Эдам возвышается надо мной. Сегодня он в джинсах, а не в привычных темно-серых рабочих брюках. Вместо рубашки - линялая футболка с названием какой-то рок-группы через всю грудь, подбородок тронут однодневной щетиной, по цвету темнее, чем его волосы. А главное - он выглядит усталым, расстроенным. Что-то случилось?

Я внимательно слежу, как он регистрирует мой школьный электронный адрес и показывает, как все работает, как входить в систему, как заходить в Интернет с неограниченным доступом.

- Очень просто, видишь?

Я хочу попробовать сама, повторить все, что он мне показал. На мгновение наши руки сходятся над клавиатурой.

- Можешь брать мой ноутбук когда захочешь. Учительские компьютеры не всегда свободны.

- Спасибо, - отзываюсь я, а сама думаю: как бы заглянуть прямо сейчас? Взламывать систему безопасности вместе с Дженни и Флис, чувствовать, как они заглядывают мне через плечо и гадают, зачем взрослой тетке тусить с подростками, - это совершенно не то. - А можно сейчас попробовать? - Надеюсь, дрожащий голос не выдает чудовищность моего замысла.

- Конечно. - Эдам открывает новое "окно". - Наслаждайся.

Весь мир у меня под рукой, всего в двух щелчках мыши - другая жизнь. Эдам с чашкой в руках присаживается на кровать. Листает одну, другую книжку, но вскоре со вздохом откидывается на локти. Я слышу, как он отставляет чай, взбивает подушку и растягивается на матрасе.

Я оглядываюсь: Эдам читает, не обращая на меня внимания.

Так, сначала Google, теперь страничка регистрации в "Afterlife". Я замираю, словно уткнулась в запертую дверь, словно явилась незваным гостем.

Новый пользователь - Демоверсия - Регистрация - Вход - Контакты - Конфиденциальность

- Эдам… - Прежде чем нырнуть неведомо куда, мне хочется убедиться, что рядом есть живая душа - тем более человек с загадочным увлечением Роклиффом. - Эдам, ты никогда не совершал чего-нибудь непоправимого, такого, что ломает всю жизнь… чего потом нельзя ни исправить, ни вернуть назад, иначе это повредило бы тем, кого ты любишь больше всего на свете? Короче, ты не совершал чего-то такого… после чего по утрам не хочется просыпаться, а хочется умереть?

Сгорбившись, затаив дыхание, я жду ответа. Но ответа нет, и я оборачиваюсь. Он спит, тихонько посапывая, а развернутая книжка покоится на груди.

На регистрацию уходит минут десять. Платить не надо, если только не хочешь зарегистрироваться на более высоком уровне с дополнительными льготами или не собираешься обзавестись чем-нибудь сверх стандартного набора принадлежностей для своего виртуального жилища. Выбираю себе имя, вношу кое-какие личные данные - все вымышленное, разумеется, - и под конец подтверждаю информацию с помощью школьного электронного адреса.
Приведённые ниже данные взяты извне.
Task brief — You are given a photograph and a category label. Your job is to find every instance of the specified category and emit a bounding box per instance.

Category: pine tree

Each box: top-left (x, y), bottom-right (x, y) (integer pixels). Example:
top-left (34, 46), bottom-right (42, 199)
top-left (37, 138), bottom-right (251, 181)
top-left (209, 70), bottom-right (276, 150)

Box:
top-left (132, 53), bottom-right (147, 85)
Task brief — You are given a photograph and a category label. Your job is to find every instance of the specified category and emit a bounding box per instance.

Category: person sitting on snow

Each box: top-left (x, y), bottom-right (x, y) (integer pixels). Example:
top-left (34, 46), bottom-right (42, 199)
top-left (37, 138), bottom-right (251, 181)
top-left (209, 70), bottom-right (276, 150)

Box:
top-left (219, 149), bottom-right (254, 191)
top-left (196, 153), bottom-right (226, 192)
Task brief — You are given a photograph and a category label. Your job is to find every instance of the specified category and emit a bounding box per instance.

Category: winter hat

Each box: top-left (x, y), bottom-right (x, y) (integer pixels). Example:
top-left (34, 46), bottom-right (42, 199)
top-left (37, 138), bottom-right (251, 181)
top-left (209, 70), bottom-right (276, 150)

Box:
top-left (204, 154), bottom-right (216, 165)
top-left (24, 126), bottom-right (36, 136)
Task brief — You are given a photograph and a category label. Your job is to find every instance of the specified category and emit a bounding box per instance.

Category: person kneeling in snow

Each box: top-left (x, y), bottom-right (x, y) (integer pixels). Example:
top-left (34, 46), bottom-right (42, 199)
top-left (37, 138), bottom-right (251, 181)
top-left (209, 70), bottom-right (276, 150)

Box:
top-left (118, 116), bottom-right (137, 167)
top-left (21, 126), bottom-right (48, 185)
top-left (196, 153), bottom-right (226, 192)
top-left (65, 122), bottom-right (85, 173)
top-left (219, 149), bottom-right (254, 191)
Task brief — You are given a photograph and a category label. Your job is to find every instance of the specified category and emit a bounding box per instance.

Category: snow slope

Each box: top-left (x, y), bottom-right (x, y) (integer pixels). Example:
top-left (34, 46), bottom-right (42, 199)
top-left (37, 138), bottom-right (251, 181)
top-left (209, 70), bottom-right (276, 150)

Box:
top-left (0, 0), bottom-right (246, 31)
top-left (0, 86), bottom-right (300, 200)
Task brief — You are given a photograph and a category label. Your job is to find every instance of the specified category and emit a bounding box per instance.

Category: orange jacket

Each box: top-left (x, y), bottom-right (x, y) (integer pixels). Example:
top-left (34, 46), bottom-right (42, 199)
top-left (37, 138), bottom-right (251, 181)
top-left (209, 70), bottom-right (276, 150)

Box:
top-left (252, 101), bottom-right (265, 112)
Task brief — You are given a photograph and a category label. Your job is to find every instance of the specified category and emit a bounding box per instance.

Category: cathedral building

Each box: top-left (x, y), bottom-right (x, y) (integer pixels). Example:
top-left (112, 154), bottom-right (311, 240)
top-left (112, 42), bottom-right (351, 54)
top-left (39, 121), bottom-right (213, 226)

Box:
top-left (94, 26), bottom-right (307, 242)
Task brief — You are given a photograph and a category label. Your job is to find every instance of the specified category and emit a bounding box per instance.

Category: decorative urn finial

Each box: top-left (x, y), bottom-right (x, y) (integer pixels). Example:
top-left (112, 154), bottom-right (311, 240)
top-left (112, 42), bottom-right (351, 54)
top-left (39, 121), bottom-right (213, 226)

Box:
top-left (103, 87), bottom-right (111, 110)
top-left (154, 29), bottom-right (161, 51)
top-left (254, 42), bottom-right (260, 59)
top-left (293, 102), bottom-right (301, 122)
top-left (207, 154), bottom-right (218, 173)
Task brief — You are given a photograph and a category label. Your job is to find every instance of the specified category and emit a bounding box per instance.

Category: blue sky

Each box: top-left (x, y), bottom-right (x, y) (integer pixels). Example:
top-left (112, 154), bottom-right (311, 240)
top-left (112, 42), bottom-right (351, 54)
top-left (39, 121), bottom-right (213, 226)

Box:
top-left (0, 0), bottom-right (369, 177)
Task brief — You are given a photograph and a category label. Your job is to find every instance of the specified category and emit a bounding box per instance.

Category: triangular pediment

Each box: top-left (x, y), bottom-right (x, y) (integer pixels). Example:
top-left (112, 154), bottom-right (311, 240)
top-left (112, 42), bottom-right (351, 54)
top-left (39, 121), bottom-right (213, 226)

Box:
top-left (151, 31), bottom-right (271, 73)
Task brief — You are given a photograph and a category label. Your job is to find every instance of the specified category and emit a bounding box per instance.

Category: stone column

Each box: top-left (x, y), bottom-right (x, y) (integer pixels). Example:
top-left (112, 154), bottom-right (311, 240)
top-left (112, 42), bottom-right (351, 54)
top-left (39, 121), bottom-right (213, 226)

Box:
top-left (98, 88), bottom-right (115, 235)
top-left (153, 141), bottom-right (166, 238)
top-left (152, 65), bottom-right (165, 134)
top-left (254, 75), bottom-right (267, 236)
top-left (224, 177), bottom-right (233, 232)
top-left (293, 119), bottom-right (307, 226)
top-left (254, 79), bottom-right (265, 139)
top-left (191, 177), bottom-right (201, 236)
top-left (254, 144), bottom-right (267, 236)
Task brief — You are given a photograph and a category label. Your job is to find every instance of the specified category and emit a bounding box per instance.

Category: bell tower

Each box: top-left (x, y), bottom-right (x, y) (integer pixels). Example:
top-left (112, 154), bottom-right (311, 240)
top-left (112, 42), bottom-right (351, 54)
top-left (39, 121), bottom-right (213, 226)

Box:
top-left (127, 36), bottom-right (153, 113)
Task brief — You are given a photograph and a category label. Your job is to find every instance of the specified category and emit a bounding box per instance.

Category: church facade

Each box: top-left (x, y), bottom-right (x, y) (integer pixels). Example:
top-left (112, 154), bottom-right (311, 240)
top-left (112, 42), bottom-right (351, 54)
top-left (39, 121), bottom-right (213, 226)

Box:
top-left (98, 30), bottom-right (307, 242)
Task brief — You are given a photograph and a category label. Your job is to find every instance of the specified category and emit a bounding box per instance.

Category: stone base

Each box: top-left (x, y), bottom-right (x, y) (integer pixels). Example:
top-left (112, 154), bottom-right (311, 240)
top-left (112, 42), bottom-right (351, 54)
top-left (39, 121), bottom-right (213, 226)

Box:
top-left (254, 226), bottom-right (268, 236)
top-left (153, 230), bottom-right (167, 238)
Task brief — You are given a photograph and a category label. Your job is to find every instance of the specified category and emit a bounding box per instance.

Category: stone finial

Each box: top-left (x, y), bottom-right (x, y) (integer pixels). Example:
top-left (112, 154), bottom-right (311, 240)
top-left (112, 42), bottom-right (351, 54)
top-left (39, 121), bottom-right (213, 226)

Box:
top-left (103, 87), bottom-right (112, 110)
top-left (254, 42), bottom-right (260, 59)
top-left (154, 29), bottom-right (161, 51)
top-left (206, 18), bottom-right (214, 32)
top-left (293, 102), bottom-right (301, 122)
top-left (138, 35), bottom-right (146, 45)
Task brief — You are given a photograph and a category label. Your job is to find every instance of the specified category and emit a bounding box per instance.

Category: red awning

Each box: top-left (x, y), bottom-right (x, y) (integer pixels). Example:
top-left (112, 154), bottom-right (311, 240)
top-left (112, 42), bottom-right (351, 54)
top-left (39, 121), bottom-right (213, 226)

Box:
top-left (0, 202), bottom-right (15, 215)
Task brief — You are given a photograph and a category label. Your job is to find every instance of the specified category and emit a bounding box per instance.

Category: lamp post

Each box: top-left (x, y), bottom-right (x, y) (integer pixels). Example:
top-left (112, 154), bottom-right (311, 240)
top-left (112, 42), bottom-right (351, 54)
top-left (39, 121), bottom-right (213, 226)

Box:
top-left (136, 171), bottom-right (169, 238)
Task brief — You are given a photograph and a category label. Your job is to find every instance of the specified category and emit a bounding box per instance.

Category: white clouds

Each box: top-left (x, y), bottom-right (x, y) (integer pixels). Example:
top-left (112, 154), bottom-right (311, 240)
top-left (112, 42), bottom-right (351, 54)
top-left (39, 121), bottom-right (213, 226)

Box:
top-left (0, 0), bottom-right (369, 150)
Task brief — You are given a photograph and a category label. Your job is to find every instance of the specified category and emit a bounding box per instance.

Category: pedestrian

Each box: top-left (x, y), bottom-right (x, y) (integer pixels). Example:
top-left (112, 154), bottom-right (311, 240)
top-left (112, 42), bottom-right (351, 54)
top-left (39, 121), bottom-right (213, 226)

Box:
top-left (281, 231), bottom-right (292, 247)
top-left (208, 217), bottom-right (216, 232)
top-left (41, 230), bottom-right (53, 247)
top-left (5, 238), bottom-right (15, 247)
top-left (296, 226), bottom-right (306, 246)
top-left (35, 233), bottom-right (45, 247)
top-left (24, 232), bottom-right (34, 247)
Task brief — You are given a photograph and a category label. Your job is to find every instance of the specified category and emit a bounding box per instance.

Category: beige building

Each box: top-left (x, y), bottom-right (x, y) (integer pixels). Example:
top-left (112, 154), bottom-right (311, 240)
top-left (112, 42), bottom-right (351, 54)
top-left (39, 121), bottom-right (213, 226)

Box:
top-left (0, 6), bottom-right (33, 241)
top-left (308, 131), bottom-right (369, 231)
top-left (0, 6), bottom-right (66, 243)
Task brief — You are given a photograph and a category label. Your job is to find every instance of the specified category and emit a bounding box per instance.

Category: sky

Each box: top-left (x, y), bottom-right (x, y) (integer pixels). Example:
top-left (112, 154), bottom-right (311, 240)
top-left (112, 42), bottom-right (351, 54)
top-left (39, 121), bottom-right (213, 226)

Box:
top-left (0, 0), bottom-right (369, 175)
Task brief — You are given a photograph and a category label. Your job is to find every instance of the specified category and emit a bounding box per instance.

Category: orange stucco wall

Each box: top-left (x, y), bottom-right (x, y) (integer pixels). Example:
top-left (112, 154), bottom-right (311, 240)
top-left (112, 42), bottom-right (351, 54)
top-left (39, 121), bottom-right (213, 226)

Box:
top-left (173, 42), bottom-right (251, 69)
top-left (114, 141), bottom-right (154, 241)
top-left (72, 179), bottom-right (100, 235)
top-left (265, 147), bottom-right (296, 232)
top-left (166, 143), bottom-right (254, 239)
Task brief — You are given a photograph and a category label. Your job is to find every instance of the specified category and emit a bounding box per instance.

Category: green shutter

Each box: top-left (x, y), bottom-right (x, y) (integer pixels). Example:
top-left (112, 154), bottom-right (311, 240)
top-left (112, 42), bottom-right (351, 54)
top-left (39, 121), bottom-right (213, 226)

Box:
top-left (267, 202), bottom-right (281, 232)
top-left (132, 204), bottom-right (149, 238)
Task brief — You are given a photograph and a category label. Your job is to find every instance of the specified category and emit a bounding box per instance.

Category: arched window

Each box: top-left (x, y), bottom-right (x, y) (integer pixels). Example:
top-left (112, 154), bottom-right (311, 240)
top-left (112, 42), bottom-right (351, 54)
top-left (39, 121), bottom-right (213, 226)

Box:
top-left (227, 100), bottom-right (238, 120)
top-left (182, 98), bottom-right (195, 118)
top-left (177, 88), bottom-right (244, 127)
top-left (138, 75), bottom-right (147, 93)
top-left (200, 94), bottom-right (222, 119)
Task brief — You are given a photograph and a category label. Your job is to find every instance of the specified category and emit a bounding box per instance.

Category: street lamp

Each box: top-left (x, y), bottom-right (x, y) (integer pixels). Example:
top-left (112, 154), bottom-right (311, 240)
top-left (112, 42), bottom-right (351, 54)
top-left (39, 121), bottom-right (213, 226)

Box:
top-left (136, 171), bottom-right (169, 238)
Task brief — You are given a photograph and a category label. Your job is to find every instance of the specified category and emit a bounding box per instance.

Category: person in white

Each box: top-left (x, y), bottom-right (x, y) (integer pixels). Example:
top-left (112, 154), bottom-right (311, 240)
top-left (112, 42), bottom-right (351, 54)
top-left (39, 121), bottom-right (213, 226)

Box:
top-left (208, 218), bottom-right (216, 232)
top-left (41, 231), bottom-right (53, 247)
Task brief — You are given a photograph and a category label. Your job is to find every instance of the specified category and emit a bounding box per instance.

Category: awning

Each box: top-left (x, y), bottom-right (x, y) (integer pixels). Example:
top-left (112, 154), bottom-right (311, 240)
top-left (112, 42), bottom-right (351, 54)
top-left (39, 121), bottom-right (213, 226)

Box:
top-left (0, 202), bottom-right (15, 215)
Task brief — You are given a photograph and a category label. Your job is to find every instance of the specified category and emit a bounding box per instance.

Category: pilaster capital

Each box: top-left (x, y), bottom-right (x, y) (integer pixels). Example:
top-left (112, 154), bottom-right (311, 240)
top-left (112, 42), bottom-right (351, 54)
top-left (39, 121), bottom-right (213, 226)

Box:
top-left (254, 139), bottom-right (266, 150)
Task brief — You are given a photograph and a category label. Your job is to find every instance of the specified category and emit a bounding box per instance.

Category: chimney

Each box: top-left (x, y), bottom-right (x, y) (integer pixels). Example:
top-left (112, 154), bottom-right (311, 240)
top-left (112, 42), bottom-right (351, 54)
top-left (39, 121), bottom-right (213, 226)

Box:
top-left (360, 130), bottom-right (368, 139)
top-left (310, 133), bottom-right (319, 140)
Создав маленькую иконку, которая будет представлять меня в этом новом и странном мире, я начинаю ощущать себя совершенно другим человеком. Выбираю себе фигуру, цвет волос, черты лица - я уже заявила себя особой женского пола пятнадцати лет от роду. Иконка превращается в симпатичную девушку с алыми волосами и маникюром. Добавляем одежду: джинсы, футболка, босоножки - теперь в самый раз; выгляжу в точности как любая другая пятнадцатилетняя девчонка, которая убивает время за компьютером, болтая, флиртуя, сплетничая.

На свет появилась Химера_28.

- Отлично, - шепчу я, стараясь не разбудить Эдама стуком по клавишам. "Afterlife" меж тем благоустраивает мою новую среду обитания. Я оказываюсь в довольно скромно обставленной комнате. Наверху и внизу экрана мигают иконки и баннеры. Мне предлагается перейти на более высокий уровень всего за 2,99 фунта в месяц.